Carmelo Campanella: l’etnografo di se stesso

L'incontro e la scoperta 2014

Carmelo Campanella aveva da poco realizzato nella copisteria della nipote la sua prima raccolta a stampa di testi della tradizione, intitolata Accussì, quando Chiara Ottaviano e Andrea Nicita lo incontrarono per raccogliere in video la sua testimonianza. Nel corso dell’intervista era emersa dell’incredulità sul fatto che avesse fatto tutto da solo. Si era quasi offeso.
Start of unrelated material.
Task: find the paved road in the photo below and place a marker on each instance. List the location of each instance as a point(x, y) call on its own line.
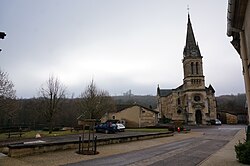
point(186, 152)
Spiegò che aveva imparato a scrivere al pc e prima ancora utilizzava la macchina da scrivere acquistata a rate ma quando era nel cortile della casa di campagna nelle pause di lavoro aveva preso l’abitudine di scrivere a mano sulle strisce di carta ritagliate dai sacchi vuoti di mangime, che tenevano bene lo sporco, appoggiandosi su un grande masso levigato. Quelle strisce di carta arrotolate e legate con
uno spago per essere così conservate erano i suoi “papiri”.
Anche Gianni Guastella, docente all’Università di Siena, volle incontrarlo per poi scriverne. Fu lui a definire Campanella “l’etnografo di se stesso”. Era per lui un testimone d’eccezione di una pratica culturale tanto antica quanto fondamentale nella storia umana: il passaggio dall’oralità alla scrittura.